Here’s a little recipe for some tasty, low-carb, anti-candida-diet (ACD)-friendly chicken soup I made last night. Full of chunky chicken, lots of green veggies, flavorful herbs, and one little carrot for spleen meridian-strengthening power, this soup feels satisfying, not restrictive. Freeze leftovers for easy meals later on. I started this chicken soup from scratch, with the whole darn bird, the best way to do it. It is easy to cook a whole chicken, and once you taste the stock, you won’t go back. Besides being delicious, the natural gelatin in real bone broth and stocks is ultra-healing to our body’s tissues, and can help repair and soothe the lining of the digestive tract. Between a couple batches of stock, and all the meat, one little chicken can yield many, many meals.

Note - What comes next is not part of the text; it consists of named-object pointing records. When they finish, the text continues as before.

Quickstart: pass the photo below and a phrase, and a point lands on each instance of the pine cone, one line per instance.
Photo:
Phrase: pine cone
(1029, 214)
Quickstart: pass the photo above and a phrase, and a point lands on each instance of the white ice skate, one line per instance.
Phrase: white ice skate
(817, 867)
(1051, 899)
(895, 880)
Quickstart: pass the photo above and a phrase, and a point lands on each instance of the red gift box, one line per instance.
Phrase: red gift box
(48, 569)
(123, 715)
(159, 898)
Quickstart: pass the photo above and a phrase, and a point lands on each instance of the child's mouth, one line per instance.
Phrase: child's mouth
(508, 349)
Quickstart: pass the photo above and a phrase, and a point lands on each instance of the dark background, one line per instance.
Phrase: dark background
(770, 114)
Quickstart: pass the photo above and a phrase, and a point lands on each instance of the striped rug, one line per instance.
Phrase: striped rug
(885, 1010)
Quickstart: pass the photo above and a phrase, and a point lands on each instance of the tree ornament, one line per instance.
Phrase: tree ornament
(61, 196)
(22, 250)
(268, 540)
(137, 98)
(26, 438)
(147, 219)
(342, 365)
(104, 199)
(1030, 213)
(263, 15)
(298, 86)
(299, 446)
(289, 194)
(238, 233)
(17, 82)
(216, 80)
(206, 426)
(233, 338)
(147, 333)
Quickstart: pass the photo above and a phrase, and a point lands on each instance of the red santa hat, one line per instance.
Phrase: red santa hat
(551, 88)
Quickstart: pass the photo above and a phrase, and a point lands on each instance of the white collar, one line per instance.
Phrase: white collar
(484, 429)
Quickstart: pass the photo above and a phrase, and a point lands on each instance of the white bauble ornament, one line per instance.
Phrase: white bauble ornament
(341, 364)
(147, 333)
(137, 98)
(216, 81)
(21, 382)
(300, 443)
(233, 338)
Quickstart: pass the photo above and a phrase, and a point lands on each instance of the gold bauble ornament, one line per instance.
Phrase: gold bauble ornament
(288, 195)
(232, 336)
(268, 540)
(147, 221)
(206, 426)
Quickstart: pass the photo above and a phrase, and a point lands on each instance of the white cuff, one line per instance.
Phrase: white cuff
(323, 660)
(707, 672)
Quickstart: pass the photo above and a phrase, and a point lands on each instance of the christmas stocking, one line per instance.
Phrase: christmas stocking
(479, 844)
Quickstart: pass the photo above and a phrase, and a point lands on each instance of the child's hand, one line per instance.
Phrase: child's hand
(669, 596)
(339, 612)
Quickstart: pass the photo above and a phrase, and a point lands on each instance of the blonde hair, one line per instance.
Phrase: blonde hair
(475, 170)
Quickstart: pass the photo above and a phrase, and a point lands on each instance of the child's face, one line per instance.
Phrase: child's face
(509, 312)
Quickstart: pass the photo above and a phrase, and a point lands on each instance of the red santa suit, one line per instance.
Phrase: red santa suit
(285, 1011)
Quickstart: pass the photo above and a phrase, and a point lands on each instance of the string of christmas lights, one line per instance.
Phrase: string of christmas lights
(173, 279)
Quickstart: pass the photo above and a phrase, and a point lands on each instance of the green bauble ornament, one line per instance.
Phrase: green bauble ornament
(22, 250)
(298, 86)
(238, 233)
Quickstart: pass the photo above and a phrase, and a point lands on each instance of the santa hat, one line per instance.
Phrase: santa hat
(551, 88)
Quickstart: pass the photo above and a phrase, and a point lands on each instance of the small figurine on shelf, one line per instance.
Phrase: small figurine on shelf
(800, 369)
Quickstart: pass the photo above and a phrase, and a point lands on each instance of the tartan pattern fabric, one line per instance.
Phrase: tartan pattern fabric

I like using a crock pot to cook my chickens to save time, but it also works well on the stovetop. I put my chicken in the crockpot last night at 6:30, ate dinner, ran to Whole Foods for a bunch of low-starch vegetables and more coconut oil, went to the gym, and got home at 9:30 to a cooked chicken and about 6 cups of fresh stock. I cut up the vegetables for the soup and sauteed them in the pot on the stove while I cleaned up the chicken and strained the broth, then finally assembled everything in the pot. By about 10:15, I had a pot of fresh soup cooling the fridge. I also had a second batch of stock going in the crock pot, and leftover chicken for meals later this week! See? Home-cooking doesn’t have to take up all your time. The more you do it, the faster it gets.

If you don’t want to start with the whole chicken and make your own stock, feel free to use store bought stock and skinless, boneless chicken breasts (or leftover pre-cooked chicken) for a super-fast and easy meal.


Chicken/Stock ingredients

1 whole chicken, free range, no antibiotics
6-8 c water
2 bay leaves
2-3 whole allspice berries or cloves
handful parsley and fresh thyme or other herbs
2 tsp marjoram or oregano
1 carrot, chopped
1 stalk celery, chopped
1 chunk onion
other vegetable trimmings/scraps


directions

  1. Rinse off the chicken, and trim off any excess fat or waste. Stuff fresh herbs inside the chicken.
  2. Place the chicken in large stockpot or crockpot with bay leaves, allspice, marjoram, carrot, celery, and onion.
  3. Crock pot: cook on high for 3 hours or low for 6-8 hours. Stove top: bring to a boil and reduce to a simmer, and cook for about 1 hour.
  4. Once chicken is done, remove it from the pot. Remove skin, setting aside for making another batch of stock later on. Remove meat from bones, setting bones aside with skin. Set aside 3 cups of meat for the soup, and save the rest for later in the refrigerator or freezer.
  5. Strain broth through a fine colander into a large bowl, and use it for the soup!
  6. If you want an extra batch of stock, place skin, bones, and the veggies/herbs back in the pot. Throw in some fresh carrot and vegetable trimmings from the soup veggies, more water, and more herbs. Cook on the stove top for an hour or two, or up to 24 hours on low in the crock pot. The longer it cooks, the richer it tastes! When it is done, strain through colander, and store in jars. Use within 5 days, or freeze for later.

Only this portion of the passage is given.